The Mustangs in action against the Golden Hawks.

How sweep it is, the Western Mustangs are on to the second round of the OUA playoffs after back to back 3-2 victories over the Laurier Golden Hawks.

It was an attack on all fronts from the Mustangs as each of Trevor Warnaar, Ray Huether, Spenser Cobbold, Rylan Bechtel, Ethan Szypula and Kolten Olynek netted a goal. 

No marker was more impactful for the Mustangs than Cobbold’s game one overtime winner on Thursday night, though.

The winger missed two chances at the Golden Hawks vacated net in the third, icing the puck both times. The off-target shots allowed Laurier to tie the game at two, forcing an extra frame.

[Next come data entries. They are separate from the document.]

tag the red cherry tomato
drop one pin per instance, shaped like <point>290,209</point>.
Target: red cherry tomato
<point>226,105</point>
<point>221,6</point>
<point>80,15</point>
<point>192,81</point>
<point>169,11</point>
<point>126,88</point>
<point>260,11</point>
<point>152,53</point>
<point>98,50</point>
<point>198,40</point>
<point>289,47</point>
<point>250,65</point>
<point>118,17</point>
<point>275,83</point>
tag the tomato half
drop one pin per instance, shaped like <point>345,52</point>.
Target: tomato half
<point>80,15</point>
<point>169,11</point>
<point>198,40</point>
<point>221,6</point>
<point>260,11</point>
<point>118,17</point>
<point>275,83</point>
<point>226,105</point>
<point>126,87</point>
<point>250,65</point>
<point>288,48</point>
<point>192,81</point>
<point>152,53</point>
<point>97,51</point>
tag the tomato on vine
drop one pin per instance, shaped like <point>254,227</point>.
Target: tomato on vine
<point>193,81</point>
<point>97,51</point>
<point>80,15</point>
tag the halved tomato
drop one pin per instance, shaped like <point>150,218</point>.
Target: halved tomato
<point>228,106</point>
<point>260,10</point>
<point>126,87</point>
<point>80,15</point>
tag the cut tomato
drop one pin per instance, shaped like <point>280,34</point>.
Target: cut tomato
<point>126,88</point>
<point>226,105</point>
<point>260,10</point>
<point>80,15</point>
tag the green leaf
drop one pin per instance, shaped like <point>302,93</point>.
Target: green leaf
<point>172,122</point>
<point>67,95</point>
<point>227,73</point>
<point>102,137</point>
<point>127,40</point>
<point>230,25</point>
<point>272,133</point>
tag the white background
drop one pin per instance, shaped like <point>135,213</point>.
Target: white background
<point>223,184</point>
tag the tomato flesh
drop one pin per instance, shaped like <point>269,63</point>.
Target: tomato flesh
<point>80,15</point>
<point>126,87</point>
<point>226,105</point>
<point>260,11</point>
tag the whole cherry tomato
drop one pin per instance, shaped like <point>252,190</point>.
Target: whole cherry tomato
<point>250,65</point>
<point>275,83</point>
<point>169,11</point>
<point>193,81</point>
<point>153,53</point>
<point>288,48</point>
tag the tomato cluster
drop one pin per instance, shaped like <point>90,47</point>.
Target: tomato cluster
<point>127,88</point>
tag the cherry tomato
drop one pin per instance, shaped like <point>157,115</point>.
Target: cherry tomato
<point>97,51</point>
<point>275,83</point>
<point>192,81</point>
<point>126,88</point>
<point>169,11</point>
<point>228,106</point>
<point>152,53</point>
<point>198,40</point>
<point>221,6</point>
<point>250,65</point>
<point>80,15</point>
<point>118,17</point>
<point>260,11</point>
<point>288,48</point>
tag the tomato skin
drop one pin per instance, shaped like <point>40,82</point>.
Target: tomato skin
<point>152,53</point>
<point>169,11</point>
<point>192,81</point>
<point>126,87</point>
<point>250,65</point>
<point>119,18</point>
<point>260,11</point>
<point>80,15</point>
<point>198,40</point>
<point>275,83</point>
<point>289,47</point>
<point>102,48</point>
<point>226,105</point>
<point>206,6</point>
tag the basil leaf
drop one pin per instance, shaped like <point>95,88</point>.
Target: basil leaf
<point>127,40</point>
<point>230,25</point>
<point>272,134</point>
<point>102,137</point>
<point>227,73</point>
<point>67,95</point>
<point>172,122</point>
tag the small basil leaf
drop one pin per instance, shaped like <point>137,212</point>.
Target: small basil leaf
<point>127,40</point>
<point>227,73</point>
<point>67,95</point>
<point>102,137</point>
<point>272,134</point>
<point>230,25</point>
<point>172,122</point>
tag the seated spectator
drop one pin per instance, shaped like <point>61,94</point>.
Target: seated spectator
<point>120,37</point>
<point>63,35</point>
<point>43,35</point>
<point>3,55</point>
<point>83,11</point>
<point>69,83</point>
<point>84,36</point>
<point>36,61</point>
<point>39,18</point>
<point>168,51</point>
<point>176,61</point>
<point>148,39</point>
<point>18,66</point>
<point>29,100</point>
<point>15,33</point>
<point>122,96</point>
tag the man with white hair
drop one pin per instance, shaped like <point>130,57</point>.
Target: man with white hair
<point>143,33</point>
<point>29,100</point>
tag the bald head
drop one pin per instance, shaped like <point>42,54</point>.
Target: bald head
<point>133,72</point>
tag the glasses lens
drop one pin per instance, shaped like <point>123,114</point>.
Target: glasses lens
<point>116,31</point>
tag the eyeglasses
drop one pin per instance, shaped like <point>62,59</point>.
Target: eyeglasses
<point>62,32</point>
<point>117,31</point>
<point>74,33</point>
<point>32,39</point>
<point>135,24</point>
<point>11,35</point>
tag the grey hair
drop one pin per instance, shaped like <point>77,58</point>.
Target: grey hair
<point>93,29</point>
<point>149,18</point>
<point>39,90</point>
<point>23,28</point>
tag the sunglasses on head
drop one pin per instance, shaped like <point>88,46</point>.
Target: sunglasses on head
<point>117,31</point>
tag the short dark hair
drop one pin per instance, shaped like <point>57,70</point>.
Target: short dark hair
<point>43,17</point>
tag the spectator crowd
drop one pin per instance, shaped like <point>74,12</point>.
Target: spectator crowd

However, the fourth-year forward redeemed himself early in overtime by scoring an unconventional, no-look slap shot. The elated winger recounted the play after the game.

“I had a lane to the net and pretty much put my head down and heard the post and went in,” explained Cobbold. “So, yeah, pretty happy about that.”

More than just a game winner, the point blast was also a powerplay goal — something that has eluded the Mustangs all year. The powerplay tuck was a well-deserved reward for the unit. Both the first and second team squads had been working hard, moving the puck well all game. 

The success of the powerplay was a positive takeaway from the game for head coach Clarke Singer.

“I thought we did a lot of things that we wanted to do tonight,” said Singer of his powerplay unit that finished one for four on the night. “We just got to continue to make sure we get our shots through.”

While the powerplay was important for the Mustangs in this series, both games were dominated by the goaltenders.

On Thursday night, Western’s goaltender, Luke Peressini, stopped 23 of 25 shots; on Friday he turned aside 35 of 37. All told, the third-year player finished with an incredible .935 save percentage and 1.95 GAA in the series.

After Thursday night’s goaltending showcase, fourth-year forward Ray Huether explained that Peressini’s play usually dictates the game. 

“Obviously, he's our man,” said Huether. “You know, if he's usually not playing too good we kind of have a tough time. He's a hell of a goalie and hopefully he can keep 'er going.”

Although the goaltending was incredible all series, the Mustangs penalty kill was a cause for concern. After churning out a solid 86.7% penalty kill percentage during the regular season, Western allowed the Golden Hawks to score three goals on eight powerplay opportunities.

The Mustangs also had trouble with the Golden Hawks defensive scheme. By clogging up the neutral zone with a trap defense, Laurier cut off would-be Western break-ins. After Thursday’s game, Cobbold explained how the Mustangs could reverse the trend — by just going back to the basics.

“We could just simplify our game a bit more: get pucks deep, play more north-south instead of east-west,” explained Cobbold. “We're kind of getting in trouble with the turnovers at the blue line. But if we clean that up I like our chances.”

Even though the offensive break outs struggled, the Western attack was quite balanced. In fact, three separate lines scored a goal over the two games — and two lines scored two apiece.

The balanced attack will be important over the rest of the playoffs as the Mustangs will likely lose home ice advantage (and, as a result, last change) for the majority of their remaining games. However, by taking down a team that caused nightmares for them all season long, Western has shown the ability to battle.

The next series will begin after an extended break for the Mustangs, and, unless the Ryerson Rams implode and lose to the University of Toronto Varsity Blues, Western will likely face the Brock Badgers.

The Badgers lost in the Queen’s Cup championship game last year to McGill and would represent a tough challenge for the Mustangs.